PATIENTS BILL   PARLIAMENT

KAMPALA - Parliament has okayed the consideration of the Patients’ Rights and Responsibilities Bill 2017, which among other provisions, will make it illegal for hospitals to detain patients that fail to pay their medical bills before they can be discharged.

Clause 3(2) of the bill states that a health unit or health worker shall not detain a patient or dead body because the patient or his or her relatives have failed to pay as a precondition for discharge or being referred to another health unit or for burial as the case shall be.

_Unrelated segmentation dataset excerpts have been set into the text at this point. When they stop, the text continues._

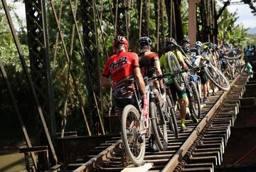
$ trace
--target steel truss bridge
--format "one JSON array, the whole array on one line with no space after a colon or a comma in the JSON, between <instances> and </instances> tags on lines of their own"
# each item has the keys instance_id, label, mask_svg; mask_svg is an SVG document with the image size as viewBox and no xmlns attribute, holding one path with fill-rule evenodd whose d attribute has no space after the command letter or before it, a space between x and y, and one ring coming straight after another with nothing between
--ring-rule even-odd
<instances>
[{"instance_id":1,"label":"steel truss bridge","mask_svg":"<svg viewBox=\"0 0 256 172\"><path fill-rule=\"evenodd\" d=\"M201 40L203 42L211 41L217 43L218 26L217 20L221 15L223 9L232 4L242 3L248 4L252 11L255 8L252 1L220 1L224 6L218 13L216 11L216 2L214 0L189 0L188 1L188 36L192 42ZM26 0L26 29L28 46L29 50L29 66L26 63L23 52L21 48L10 11L6 0L1 0L5 15L8 19L11 33L18 50L24 75L29 85L31 92L33 95L33 102L36 104L38 114L38 124L43 129L43 135L48 148L46 146L33 146L28 134L23 124L23 122L16 104L15 95L9 81L7 74L3 63L0 60L1 71L5 79L10 96L16 112L18 117L24 134L28 149L23 152L30 153L35 165L36 160L34 152L36 151L45 152L50 150L50 164L58 164L59 162L55 153L55 146L52 138L56 135L55 114L54 107L54 92L53 88L53 68L50 66L52 60L56 58L58 50L63 50L63 57L68 66L65 85L66 100L69 92L69 82L75 87L75 96L80 104L81 114L83 117L85 126L88 136L95 135L97 131L94 126L98 124L100 129L97 131L101 135L105 135L105 124L103 122L102 90L100 87L99 78L101 75L100 53L109 56L107 47L107 36L102 29L102 22L114 28L113 36L122 35L127 38L131 45L137 45L132 39L133 34L131 30L132 19L138 21L139 37L152 36L156 38L156 50L159 52L164 47L165 38L170 36L175 38L180 42L184 37L180 6L181 1L173 0L68 0L68 1L45 1L45 0ZM46 6L49 6L47 11ZM70 32L63 31L62 18L65 10L69 10L70 16ZM109 18L105 18L107 16ZM51 21L54 24L55 31L55 44L54 48L49 45L48 16L52 17ZM155 28L151 28L149 19L155 20ZM105 26L106 26L105 25ZM68 36L70 41L68 43L65 37ZM90 101L89 114L85 114L85 103L82 101L84 96L77 85L77 75L73 70L73 49L75 42L78 43L77 50L79 52L81 63L84 64L84 75L86 80L86 89L88 92L88 100ZM99 52L100 47L104 53ZM132 47L132 48L134 48ZM1 58L1 57L0 57ZM29 72L30 71L30 72ZM7 73L7 74L6 74ZM65 109L65 108L64 108ZM64 112L64 114L65 112ZM65 122L65 115L63 117L63 122ZM63 135L64 134L63 133ZM56 166L57 168L59 166Z\"/></svg>"}]
</instances>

The Bill that has been referred to the House’s committee on health for scrutiny before it can be passed into law by Parliament,  proposes a penalty of a fine not less than twenty currency points or imprisonment for a term not less than six months for someone who contravenes this provision. 

Paul Akamba, the Busiki county MP, was last year granted leave by Parliament to introduce the Bill as a private members piece of legislation.

Tabling the Bill for first reading on Thursday last week, Akamba noted that he had been denied a certificate of financial implication by the ministry of finance, but the Public Finance Management Act empowers him to proceed with the Bill just in case finance declines to issue one.

Akamba noted that once passed into law, it will improve the quality of healthcare services and empower patients to participate in the process of seeking or receiving healthcare.

According to Akamba, currently, the country lacks a law governing patients’ rights and obligations in the health sector which he said the Bill will try to address.

 “Many patients go to clinics, health centers or hospitals for treatment, but they do not know what their rights and responsibilities are. If the Bill is passed into law, it will make it easier for patients to respond to doctors or health workers if they are treated harshly,” Akamba said.

The Bill was first introduced by former Kigulu South MP Milton Muwuma during the ninth Parliament.

However, the process hit a snag after the MP failed to secure a certificate of financial implications for consideration of the Bill by Parliament.

Allowing the Bill to be tabled for the first reading, after the ministry declined to issue a certificate of financial implication for the second time, Speaker Rebecca Kadaga said; “The House is satisfied that he (Akamba) applied for the certificate of financial implication”.

The Bill empowers health consumers to demand high-quality healthcare, promote the rights of patients and to improve the quality of life of all Ugandans. It also lists both the rights and the responsibilities of people using health services.

According to health rights activists, if passed into law, the Bill will promote freedom of patients whose rights have been violated by some health practitioners.

“The Bill places the patient at the center of care, employing the patient welfare principle and implores health workers to lead the advocacy of patient rights,” Moses Talibita, the legal officer Uganda National Health Users/Consumers Organization (UNHCO), said.

Talibita, the architect of the Bill, said the proposed law builds citizens’ confidence in the healthcare system by making it easy for patients to be involved in their own healthcare.